So, I've successfully implemented my own MembershipProvider and that's working exactly as I intended it to.
I've decorated my controller actions with the [Authorize] attribute, and this is also work exactly as I want.
My question is, where should I put code that determines "how much" access a use has?
[Authorize] simply means that the current user is a valid user of the system. The current user may have UserAccess = 1, or 2, or 4, or 8 or whatever. Would I perform this check in the Controller method? or should I pass the user into my Repository class, and have the respository class return only those records which the current user has access to?
In other words, what's the best way to seperate this concern? since its related to authentication. I'm thinking that I should pass the user into the Repository.GetData() method, and have it perform the necessary lookups.

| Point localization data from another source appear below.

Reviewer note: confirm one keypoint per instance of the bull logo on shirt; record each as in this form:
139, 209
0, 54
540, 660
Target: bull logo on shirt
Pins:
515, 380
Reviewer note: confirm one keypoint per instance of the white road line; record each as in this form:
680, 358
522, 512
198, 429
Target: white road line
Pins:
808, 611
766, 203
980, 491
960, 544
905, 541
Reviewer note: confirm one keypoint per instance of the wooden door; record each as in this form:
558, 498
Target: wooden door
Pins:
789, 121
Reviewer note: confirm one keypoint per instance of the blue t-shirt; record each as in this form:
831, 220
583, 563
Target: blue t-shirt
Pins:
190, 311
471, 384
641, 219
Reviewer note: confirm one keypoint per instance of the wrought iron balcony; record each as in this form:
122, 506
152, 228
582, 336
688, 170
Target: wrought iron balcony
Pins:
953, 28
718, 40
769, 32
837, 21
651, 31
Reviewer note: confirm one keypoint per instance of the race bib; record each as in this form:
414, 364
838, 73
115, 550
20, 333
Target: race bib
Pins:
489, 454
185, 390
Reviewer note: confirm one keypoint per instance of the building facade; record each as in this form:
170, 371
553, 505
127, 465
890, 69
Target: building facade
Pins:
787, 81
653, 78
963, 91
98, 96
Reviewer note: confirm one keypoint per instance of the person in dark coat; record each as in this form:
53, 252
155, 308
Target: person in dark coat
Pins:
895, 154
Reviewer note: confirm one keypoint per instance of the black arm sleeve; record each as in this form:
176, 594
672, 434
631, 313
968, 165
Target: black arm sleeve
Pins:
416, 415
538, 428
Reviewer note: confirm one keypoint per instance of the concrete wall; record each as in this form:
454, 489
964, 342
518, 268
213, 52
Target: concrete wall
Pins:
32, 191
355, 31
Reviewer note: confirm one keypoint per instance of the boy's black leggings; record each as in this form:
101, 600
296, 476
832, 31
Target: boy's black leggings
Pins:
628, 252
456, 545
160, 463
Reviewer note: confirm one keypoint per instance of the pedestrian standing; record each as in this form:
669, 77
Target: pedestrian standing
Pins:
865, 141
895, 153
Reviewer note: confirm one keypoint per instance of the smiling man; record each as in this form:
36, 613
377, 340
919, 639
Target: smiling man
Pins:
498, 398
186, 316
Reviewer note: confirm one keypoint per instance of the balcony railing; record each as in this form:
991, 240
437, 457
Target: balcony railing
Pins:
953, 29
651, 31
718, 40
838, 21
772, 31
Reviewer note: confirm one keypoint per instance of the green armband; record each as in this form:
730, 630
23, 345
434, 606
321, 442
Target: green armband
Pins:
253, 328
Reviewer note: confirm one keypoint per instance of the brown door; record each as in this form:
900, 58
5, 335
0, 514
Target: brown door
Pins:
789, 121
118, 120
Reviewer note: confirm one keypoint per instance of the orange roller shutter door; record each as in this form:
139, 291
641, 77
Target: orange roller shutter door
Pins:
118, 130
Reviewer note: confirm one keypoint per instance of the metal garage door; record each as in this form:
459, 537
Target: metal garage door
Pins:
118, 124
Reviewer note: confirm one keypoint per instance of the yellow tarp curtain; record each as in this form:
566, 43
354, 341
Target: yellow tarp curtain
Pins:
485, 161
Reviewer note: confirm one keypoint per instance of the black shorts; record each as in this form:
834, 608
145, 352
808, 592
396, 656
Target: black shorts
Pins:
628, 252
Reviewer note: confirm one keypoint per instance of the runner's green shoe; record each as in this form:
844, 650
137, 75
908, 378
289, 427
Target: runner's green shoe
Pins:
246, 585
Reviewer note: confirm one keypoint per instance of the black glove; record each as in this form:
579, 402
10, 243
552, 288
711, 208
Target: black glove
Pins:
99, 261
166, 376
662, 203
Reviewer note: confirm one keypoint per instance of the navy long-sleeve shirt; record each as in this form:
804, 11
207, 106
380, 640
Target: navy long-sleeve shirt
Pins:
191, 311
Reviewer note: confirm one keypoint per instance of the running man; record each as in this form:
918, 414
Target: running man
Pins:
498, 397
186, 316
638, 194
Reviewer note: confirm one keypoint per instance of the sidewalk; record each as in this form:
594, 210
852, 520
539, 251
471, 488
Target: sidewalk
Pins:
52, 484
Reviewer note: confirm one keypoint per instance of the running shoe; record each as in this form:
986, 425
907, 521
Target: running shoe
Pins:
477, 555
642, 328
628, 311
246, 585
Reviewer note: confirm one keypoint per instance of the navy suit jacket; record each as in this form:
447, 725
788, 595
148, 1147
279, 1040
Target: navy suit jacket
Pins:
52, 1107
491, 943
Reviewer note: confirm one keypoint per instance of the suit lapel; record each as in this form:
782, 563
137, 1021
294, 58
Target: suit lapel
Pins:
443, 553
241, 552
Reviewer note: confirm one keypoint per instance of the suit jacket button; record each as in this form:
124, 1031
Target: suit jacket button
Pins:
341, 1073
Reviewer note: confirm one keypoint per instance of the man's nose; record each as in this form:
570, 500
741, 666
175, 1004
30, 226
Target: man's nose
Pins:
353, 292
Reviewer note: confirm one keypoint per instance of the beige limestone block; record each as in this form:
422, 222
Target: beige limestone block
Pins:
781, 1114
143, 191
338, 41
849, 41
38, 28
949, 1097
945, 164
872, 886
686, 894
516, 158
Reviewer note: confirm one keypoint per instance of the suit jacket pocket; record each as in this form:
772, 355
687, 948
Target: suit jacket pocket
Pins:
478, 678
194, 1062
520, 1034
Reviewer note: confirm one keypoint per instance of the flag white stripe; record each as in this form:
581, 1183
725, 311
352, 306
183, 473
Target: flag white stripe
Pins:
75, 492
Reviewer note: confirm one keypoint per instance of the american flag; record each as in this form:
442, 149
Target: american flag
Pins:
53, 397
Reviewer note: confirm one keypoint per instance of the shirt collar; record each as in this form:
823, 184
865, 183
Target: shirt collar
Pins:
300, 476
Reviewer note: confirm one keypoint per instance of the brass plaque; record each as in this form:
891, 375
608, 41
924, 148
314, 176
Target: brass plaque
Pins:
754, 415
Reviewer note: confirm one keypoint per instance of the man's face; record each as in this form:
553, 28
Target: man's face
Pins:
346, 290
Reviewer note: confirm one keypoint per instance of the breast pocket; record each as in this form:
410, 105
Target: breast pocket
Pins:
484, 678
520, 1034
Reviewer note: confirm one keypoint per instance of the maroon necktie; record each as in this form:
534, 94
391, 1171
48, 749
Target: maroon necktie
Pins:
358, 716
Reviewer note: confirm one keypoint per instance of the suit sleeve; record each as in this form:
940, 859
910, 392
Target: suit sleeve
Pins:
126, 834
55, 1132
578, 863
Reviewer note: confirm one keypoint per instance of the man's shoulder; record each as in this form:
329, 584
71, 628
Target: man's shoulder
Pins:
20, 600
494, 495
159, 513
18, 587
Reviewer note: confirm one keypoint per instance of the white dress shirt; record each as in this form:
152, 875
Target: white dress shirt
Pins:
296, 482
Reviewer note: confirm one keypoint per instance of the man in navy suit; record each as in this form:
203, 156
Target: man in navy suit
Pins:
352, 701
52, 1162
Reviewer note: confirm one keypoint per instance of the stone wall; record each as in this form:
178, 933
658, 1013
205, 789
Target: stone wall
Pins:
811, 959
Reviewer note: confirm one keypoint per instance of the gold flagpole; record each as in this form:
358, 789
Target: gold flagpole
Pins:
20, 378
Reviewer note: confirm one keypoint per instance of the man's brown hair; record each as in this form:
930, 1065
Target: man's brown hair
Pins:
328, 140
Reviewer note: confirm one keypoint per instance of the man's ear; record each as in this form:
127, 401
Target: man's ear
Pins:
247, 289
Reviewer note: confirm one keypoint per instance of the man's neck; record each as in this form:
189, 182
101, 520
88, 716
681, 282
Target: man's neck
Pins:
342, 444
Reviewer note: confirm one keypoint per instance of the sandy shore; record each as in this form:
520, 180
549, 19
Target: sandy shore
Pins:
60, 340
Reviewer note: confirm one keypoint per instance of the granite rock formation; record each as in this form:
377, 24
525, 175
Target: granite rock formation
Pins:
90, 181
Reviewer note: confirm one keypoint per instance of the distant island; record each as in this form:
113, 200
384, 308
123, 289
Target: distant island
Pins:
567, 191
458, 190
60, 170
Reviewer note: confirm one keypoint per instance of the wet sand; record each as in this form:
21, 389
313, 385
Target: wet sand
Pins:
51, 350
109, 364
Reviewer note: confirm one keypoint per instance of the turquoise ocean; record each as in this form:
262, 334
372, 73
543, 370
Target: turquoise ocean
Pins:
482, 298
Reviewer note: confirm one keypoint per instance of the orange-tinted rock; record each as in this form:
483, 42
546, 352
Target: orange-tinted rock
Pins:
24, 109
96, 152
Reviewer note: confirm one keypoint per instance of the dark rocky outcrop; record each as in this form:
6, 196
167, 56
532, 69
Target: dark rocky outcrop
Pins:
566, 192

The second part of this queston, is how do I limit access on a specific View, based on the user? For example if the current user has UserAccess = 2, I want to omit some fields, but if its UserAccess = 4 I want to show all fields.
Update
After a little bit more research, it looks like I could potentially kill two birds with one stone, if I implement my own RoleProvider -- I see how I can do this to restrict data access on the controller [Authorize(Roles = "Admin)], and it looks like the best option for me. How can I use this to render my View differently based on Role? Would I make seperate Views and return the correct view from the Controller? Or make one View with in-line C#?